Where to store emergency supplies
Good storage is accessible, dry, and memorable.
Useful locations include an entry closet, hall closet, pantry, laundry room shelf, garage shelf near the door, bedroom closet for go bags, and car trunk for roadside supplies.
Avoid places that are hard to access quickly or likely to be blocked. If your emergency kit is behind the holiday decorations, a broken suitcase, and a box labeled “maybe cables,” that is not accessible. That is a side quest.
Label the container clearly
Use boring labels. This is not the moment for aesthetic mystery.
Good labels include Emergency Kit, First Aid, Go Bag, Car Kit, Water, and Important Documents.
If you have multiple bins, number them:
EMERGENCY-01: Food + waterEMERGENCY-02: Power + first aidEMERGENCY-03: Documents + pet supplies
Add a photo of the open bin before closing it. Future-you will know what is inside without unpacking it.
Review schedule
Review your kit every six months. Put it near a seasonal habit you already have: daylight saving time, smoke detector checks, New Year reset, or back-to-school planning.

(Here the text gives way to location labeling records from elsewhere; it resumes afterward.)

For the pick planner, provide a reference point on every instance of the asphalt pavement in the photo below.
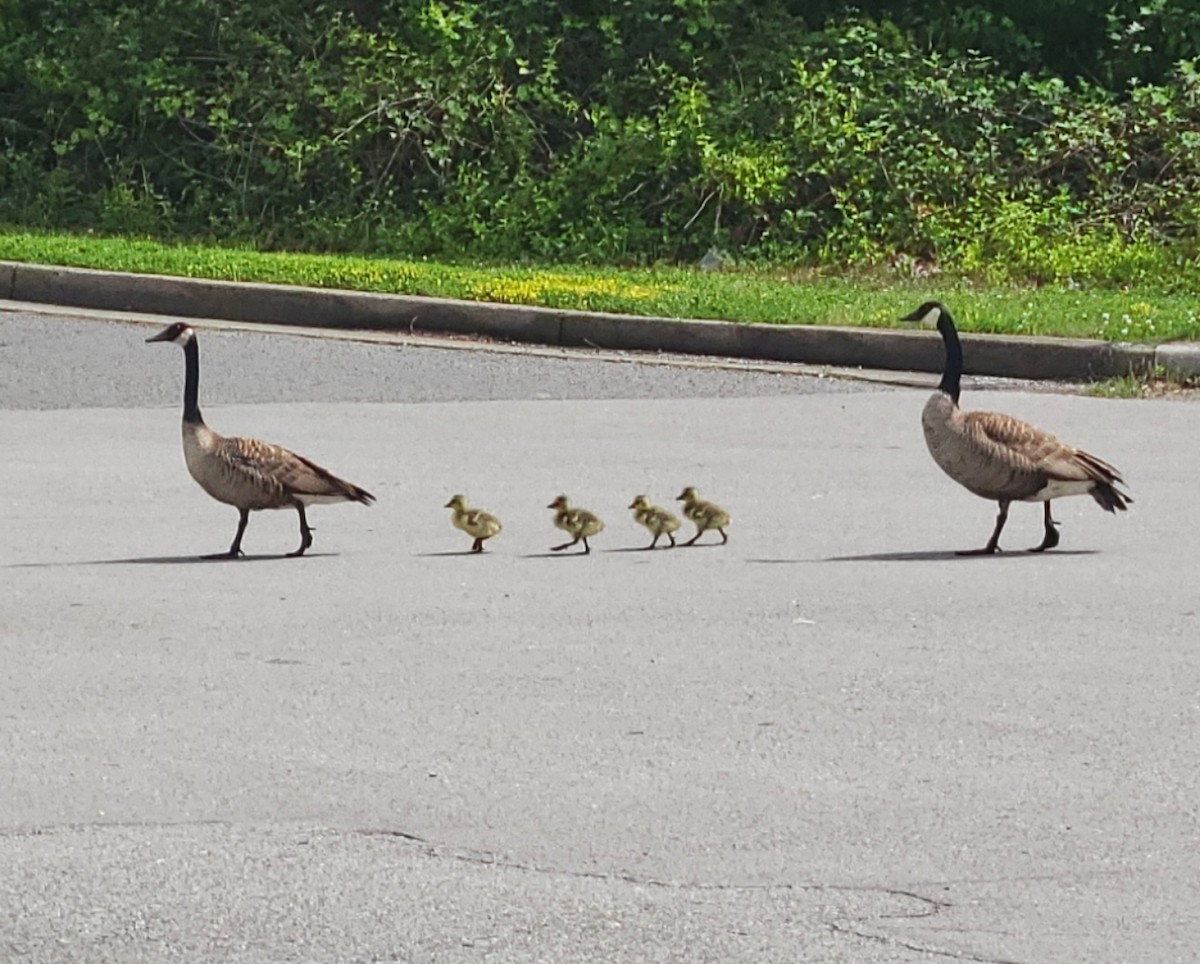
(831, 740)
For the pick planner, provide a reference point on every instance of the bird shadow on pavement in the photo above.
(168, 561)
(941, 555)
(929, 555)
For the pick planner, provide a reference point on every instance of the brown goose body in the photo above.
(1001, 457)
(251, 474)
(244, 472)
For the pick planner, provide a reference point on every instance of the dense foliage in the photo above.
(1054, 139)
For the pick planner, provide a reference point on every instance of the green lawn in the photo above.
(777, 297)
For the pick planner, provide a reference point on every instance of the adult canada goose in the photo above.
(474, 522)
(706, 515)
(657, 521)
(1001, 457)
(244, 472)
(577, 522)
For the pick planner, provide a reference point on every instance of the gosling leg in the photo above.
(994, 542)
(1051, 533)
(305, 532)
(235, 549)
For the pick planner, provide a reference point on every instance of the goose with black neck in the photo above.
(1001, 457)
(244, 472)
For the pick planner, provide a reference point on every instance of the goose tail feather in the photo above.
(1109, 497)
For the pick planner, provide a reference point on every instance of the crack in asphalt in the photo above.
(928, 906)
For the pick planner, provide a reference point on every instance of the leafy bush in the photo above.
(652, 131)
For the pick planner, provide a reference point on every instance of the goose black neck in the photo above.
(192, 382)
(952, 375)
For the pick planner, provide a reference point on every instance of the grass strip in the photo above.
(767, 295)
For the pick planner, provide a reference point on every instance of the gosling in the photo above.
(579, 524)
(475, 522)
(706, 515)
(657, 521)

Check expired food, expired medication, battery charge, missing cables, clothing sizes for kids, pet food freshness, document updates, and water condition.
The review should take minutes, not an afternoon. If it is too hard to check, simplify the kit.
A simple first version
If you are starting from nothing, do this today:
- Pick one closet or shelf.
- Put water, flashlight, batteries, first-aid kit, snacks, and power bank in one bin.
- Label it
Emergency Kit. - Take a photo of the open bin.
- Save the location somewhere searchable.
That is enough to move from “we should really do that” to “we have a kit.”
Cubby helps with the part most people forget: remembering where supplies are after the ambitious organizing afternoon is over. Add the kit, attach photos, tag important items, and record the exact location. When you need the flashlight, you should not have to remember which version of yourself did the storing.
Preparation is not about becoming a bunker goblin. It is about making future panic a little less stupid.